Valuing Ourselves Beyond Wife & Mother Roles
While being a wife and mother can be fulfilling roles, they are not the only ways women can live meaningful lives. Yet, society often measures our success by these milestones, making women feel unaccomplished or ‘behind’ if they take a different path.
How This Shows Up:
Feeling pressure to marry or have children by a certain age
Experiencing guilt for prioritizing a career or personal goals
Struggling with identity if life doesn’t follow the ‘traditional’ path
Rewriting the Narrative: Your value is not determined by your marital status or whether you have children. Success is self-defined—whether it’s through career, creativity, personal growth, or relationships. Women’s lives have always been more than just their roles in the home; history has simply erased those stories. Let’s reclaim them.
Embracing Sexuality Without Shame
For centuries, women’s sexuality has been controlled, shamed, and policed. Purity culture tells us that a woman’s worth is tied to her sexual history, that her body exists for male pleasure, and that embracing her own desires makes her immoral.

How This Shows Up:
Feeling shame about sexual expression, pleasure, or body image
Judging women who are open about their sexuality
Believing myths about female desire being ‘less important’ than male desire
Rewriting the Narrative: Your sexuality belongs to you. Not to men, not to societal expectations, not to anyone else. Desire is natural, and expressing it does not diminish your worth. Let go of shame around your body and pleasure—both are yours to experience fully.
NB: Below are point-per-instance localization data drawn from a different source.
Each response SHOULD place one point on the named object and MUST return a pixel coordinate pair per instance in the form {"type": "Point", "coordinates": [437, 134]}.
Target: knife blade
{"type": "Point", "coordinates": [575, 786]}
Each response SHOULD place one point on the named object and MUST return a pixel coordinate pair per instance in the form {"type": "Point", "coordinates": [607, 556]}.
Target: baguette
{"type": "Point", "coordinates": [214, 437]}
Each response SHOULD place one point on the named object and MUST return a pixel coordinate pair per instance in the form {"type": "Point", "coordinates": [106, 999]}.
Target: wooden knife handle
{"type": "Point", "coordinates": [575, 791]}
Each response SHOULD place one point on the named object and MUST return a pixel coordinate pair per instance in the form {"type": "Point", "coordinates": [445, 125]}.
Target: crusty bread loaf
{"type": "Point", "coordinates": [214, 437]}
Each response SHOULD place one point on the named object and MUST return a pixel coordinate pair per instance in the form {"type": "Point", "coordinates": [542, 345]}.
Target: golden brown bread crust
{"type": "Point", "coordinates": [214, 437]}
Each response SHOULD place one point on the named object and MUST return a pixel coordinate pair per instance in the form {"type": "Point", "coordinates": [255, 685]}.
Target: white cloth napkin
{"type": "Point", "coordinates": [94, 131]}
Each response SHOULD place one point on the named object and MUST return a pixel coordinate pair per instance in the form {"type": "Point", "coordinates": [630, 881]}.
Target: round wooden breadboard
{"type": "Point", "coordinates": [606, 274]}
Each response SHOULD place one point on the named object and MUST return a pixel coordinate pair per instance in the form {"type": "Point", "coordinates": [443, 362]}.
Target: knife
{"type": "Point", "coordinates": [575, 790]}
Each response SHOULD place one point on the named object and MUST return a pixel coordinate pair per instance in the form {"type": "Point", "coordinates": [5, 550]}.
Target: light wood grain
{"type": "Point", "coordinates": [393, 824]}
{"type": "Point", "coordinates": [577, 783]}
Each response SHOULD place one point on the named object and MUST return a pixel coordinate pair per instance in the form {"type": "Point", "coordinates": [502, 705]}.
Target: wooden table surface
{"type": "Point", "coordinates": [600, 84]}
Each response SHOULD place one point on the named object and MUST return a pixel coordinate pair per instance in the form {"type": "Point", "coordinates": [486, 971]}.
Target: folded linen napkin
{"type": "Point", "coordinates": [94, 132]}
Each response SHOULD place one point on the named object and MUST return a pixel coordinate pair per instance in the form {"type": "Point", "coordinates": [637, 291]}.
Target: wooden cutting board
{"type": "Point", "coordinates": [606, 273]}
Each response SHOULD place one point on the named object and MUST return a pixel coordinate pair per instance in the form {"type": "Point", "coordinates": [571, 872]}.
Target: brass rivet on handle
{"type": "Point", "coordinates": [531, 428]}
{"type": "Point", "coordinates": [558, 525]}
The Myth of “Too Much” and “Not Enough”
Women are constantly told they are either too much or not enough. Too loud, too opinionated, too independent—or not pretty enough, not maternal enough, not likable enough.
How This Shows Up:
Apologizing for taking up space or having strong opinions
Feeling pressure to shrink yourself in social or professional settings
Doubting your worth because you don’t fit into a narrow definition of femininity
Rewriting the Narrative: You are not too much or not enough—you are exactly as you should be. Confidence is not arrogance, and self-expression is not attention-seeking. The only approval you need is your own.
Becoming the Author of Your Own Story
If we continue to live by the rules of the past, we will never fully step into our power. But the truth is—those rules were never meant to serve us. They were meant to keep us small.
So what happens when we stop following them? What happens when we choose to write a new story—one where women are allies, where we are whole without external validation, where we embrace our sexuality and our autonomy, where we are always enough?
That’s the world we are creating together. And it starts now.